For the detection of TAS, TOS, NT, and TT concentrations, RelAssay^®^ Diagnostics kits (Mega Medicine) were used, which are based on colorimetric or spectrophotometric methods as described by Erel (2005) and Erel and Salim (2014). The TAS test kit is based on the bleaching method, using antioxidants to reduce 2,2′-azinobis-(3-ethylbenzothiazoline-6-sulfonic acid) radical cation (ABTS*+), which is stable and colorful. The measurement principle involves detecting this color change using a spectrophotometer (Erel, 2004). TOS levels were determined using a colorimetric kit based on the oxidation of ferrous ion to ferric (Erel, 2005). TAS and TOS kits measured absorbance at wavelengths of 660 nm and 530 nm, respectively.
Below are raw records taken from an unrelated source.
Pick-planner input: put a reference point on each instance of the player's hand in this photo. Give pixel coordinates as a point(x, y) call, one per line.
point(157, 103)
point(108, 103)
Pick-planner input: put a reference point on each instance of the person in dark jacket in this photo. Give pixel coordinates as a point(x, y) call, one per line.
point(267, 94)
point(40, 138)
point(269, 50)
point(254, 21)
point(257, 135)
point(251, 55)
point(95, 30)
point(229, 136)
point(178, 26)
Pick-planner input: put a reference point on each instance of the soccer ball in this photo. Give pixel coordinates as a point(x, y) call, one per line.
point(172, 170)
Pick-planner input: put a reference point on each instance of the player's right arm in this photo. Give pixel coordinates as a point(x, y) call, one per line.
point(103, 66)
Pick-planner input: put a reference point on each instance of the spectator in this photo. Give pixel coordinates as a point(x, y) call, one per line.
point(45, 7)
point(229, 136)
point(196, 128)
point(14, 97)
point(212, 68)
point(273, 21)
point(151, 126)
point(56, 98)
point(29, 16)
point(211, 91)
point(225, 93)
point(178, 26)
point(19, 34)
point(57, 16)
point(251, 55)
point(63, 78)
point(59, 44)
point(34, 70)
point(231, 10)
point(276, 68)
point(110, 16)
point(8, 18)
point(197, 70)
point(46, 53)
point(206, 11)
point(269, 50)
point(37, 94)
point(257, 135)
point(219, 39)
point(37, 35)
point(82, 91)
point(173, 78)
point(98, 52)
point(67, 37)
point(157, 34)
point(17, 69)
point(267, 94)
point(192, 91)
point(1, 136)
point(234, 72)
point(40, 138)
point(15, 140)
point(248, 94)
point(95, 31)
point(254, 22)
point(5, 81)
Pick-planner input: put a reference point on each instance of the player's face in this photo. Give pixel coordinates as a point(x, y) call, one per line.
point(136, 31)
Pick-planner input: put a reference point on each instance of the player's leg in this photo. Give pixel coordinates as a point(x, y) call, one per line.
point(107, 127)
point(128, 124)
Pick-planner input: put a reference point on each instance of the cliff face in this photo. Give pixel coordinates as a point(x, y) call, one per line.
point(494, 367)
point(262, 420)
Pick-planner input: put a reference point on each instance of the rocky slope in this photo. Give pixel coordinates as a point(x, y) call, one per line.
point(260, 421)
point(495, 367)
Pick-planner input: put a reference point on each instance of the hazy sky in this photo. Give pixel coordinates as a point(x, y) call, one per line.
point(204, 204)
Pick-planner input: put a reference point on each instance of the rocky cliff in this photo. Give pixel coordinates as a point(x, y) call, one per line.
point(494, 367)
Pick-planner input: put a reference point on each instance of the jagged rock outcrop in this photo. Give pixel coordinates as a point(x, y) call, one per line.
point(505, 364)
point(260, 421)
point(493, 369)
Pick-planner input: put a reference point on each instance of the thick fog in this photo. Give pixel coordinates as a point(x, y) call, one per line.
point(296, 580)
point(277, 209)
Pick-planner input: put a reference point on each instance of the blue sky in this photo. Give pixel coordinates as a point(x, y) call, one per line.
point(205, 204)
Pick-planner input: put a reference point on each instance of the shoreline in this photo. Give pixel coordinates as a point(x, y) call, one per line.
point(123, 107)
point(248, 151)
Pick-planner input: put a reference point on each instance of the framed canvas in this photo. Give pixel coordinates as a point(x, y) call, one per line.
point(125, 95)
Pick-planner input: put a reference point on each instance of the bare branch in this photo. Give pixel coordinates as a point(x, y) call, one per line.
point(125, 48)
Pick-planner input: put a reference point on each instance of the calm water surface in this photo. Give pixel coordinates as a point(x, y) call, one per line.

Native and total thiol concentrations were measured using spectrophotometric kits developed by Erel and Neselıoglu, modified from the Ellman method, with measurements taken at a wavelength of 415 nm (Erel and Salim, 2014). The OSI was computed as the percent ratio of TOS to TAS levels. Half of the difference between TT and NT concentrations was considered the level of disulfide (Erel and Salim, 2014). The change in absorbance at 660 nm is proportional to the TAS level of the sample. The ferrous ion–chelator complex is oxidized to ferric ion by oxidants in the serum sample. In acidic media, ferric ions form a colorful complex with xylenol orange. The change in absorbance at 530 nm is directly proportional to the sample’s TOS level.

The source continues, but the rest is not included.